Non, Lou n'est las feignante, même si elle ne veut plus marcher et demande a être portée.
Oui, Lou est jolie même quand elle pleure.
Ça peut paraitre dérisoire mais pas pour moi, pas pour elle.
Imaginez que l'on vous dise, dès demain et tous les jours
d'après, que vous êtes une grande timide. Ne finiriez-vous pas par
croire que vous l'êtes vraiment? Puisque tout le monde à l'air de
s'accorder pour vous taxer de ce "défaut"...
Lou est qui elle est. Elle se sera pas ce qu'on la forcera à être. Elle
apprend, elle découvre. Elle expérimente le monde. Les émotions qu'elle
ressent ou nos réactions font partie de ce monde.
Je veux que Loi soit libre!
Je réfléchis toujours avant de parler. C'est pas naturel. Mais la
bienveillance, ce n'est pas innée, ça s'apprend, ça se travaille. C'est
vraiment pas simple tous les jours. Il faut du courage pour faire taire
nos vieux démons. Ces démons camouflés dans des phrases dites et
répétées par nos mères, nos profs et la vieille voisine a qui on a rien
demandé et qui ont bercé notre enfance et notre adolescence. Ceux qui
sont déguisés en principes éducatifs souvent barbares. Oui c'est barbare
de traiter nos enfants sans se préoccuper de leur ressentis, sans se
demander si nous, adultes, accepterions d'être ainsi malmenés. Car le
1er qui me dit "t'es pas belle quand tu pleures" il se mange un aller
retour direct. Il faut faire attention a ce qu'on dit a un enfant. Il
faut s'écouter parler. Il faut réaliser que ce n'est pas anodin!
Comment espérer de nos enfants du respect quand nous leur enseignons juste l'inverse?
Comment faire comprendre à nos enfants que la violence ne résout rien à coup de tape sur la main?
Comment apprendre à nos enfants à gérer leurs émotions si ne savons pas gérer les nôtres?
C'est là tout de la paradoxe d'une éducation qui ne fait que forger des petits soldats, bien dressés.

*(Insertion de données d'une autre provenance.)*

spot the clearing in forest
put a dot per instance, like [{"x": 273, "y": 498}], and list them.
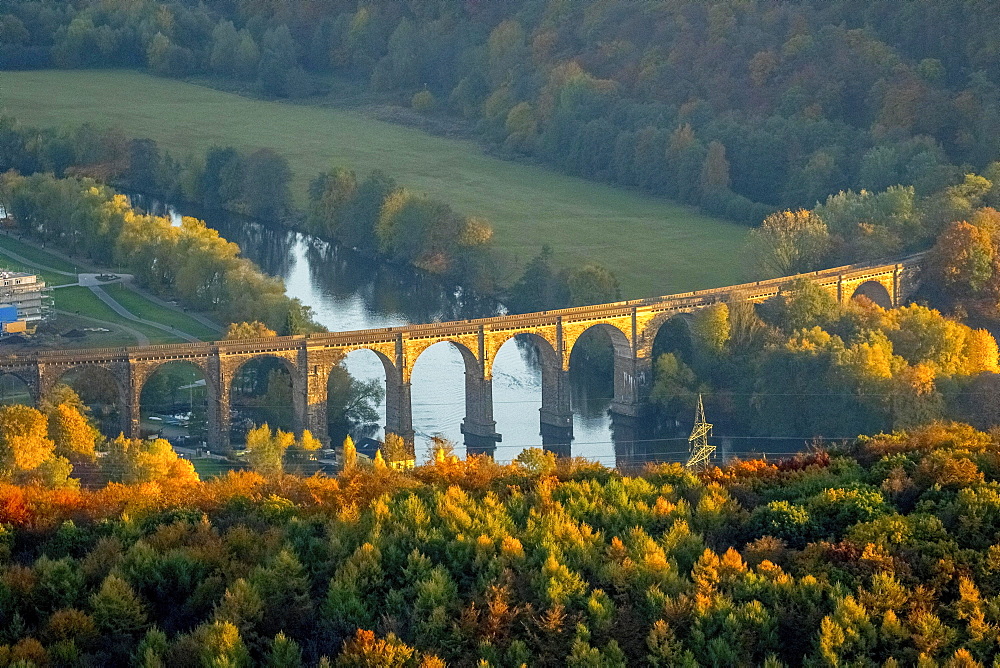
[{"x": 654, "y": 246}]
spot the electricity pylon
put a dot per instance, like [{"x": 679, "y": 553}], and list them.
[{"x": 701, "y": 451}]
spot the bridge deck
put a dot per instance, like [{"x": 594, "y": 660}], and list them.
[{"x": 755, "y": 291}]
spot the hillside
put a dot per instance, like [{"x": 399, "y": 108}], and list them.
[
  {"x": 717, "y": 103},
  {"x": 881, "y": 553},
  {"x": 655, "y": 246}
]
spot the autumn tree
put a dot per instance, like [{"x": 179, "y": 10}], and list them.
[
  {"x": 249, "y": 330},
  {"x": 135, "y": 460},
  {"x": 266, "y": 449},
  {"x": 963, "y": 259},
  {"x": 789, "y": 242}
]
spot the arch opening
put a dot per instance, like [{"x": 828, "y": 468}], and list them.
[
  {"x": 592, "y": 369},
  {"x": 524, "y": 370},
  {"x": 440, "y": 401},
  {"x": 674, "y": 336},
  {"x": 596, "y": 378},
  {"x": 100, "y": 391},
  {"x": 875, "y": 292},
  {"x": 262, "y": 391},
  {"x": 14, "y": 390},
  {"x": 356, "y": 397},
  {"x": 173, "y": 404}
]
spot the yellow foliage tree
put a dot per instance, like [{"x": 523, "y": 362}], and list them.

Violence éducative ordinaire, fessée, punition, humiliation, voilà comment on éduque nos enfants aujourd'hui.
On les frappe pour les rendre fort alors qu'il n'y a rien de plus lâche que de lever la main sur son enfant. Lâche et dangereux. C'est perdre le contrôle. Quel parent à un jour frappé son enfant parfaitement calme? Qui peut se vanter de connaitre exactement ses limites? Comment savoir qu'on ne donnera jamais la claque de trop, celle qui laisse des traces, sur la peau et dans le cœur?

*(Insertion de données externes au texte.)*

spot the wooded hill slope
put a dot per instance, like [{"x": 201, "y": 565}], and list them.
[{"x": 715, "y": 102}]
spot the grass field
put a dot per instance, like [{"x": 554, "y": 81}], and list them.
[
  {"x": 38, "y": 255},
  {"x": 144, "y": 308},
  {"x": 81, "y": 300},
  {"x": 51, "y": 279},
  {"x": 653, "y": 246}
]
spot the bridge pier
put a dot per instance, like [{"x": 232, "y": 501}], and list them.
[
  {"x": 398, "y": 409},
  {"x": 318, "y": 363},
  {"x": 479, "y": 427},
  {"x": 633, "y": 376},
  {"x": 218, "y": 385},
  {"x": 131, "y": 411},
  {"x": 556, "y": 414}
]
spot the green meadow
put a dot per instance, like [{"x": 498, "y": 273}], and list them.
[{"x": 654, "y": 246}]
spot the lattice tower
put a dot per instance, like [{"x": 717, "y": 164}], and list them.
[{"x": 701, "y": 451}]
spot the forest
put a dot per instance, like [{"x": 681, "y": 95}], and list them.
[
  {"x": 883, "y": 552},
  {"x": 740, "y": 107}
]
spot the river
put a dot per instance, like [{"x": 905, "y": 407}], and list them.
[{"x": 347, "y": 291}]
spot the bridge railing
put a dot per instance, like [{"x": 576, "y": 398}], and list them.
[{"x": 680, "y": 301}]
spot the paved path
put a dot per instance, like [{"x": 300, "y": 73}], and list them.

Alors, oui, je réfléchis à mes mots, à mes gestes. J'ai souvent besoin de me contrôler car être maman, c'est loin d'être simple. Quand je commets une erreur, je demande pardon, instantanément. Je ne suis pas parfaite et ne le serais jamais. C'est bien pour ça que je cherche, que je lis, que je me renseigne. J'ai, entre les mains, la vie d'une petite personne. Ce n'est pas parce que c'est ma fille, que je sais tout et tout faire. Ce n'est pas parce que c'est ma fille, que j'ai tous les droits. J'ai surtout un devoir : la rendre épanouie, bien dans sa peau et dans sa tête. Je dois lui montrer l'exemple! Je me poserais toujours des questions sur
l'impact qu'une phrase peut avoir sur la perception qu'elle a d'elle
même. Je le ferais aussi demain, et les jours d'après.
Même une toute petite phrase compte. Même un tout petit mot. Même
un tout petit regard.
On dit que nos enfants sont nos miroirs. Alors que voulez-vous voir dans le reflet? Moi, je veux y voir le meilleur de moi ! Je ne veux pas y voir mes erreurs ou celles que d'autres ont commises. Je ne veux pas y voir mes faiblesses et ma lâcheté.
Je veux que Lou soit libre des mes démons et de VOS démons.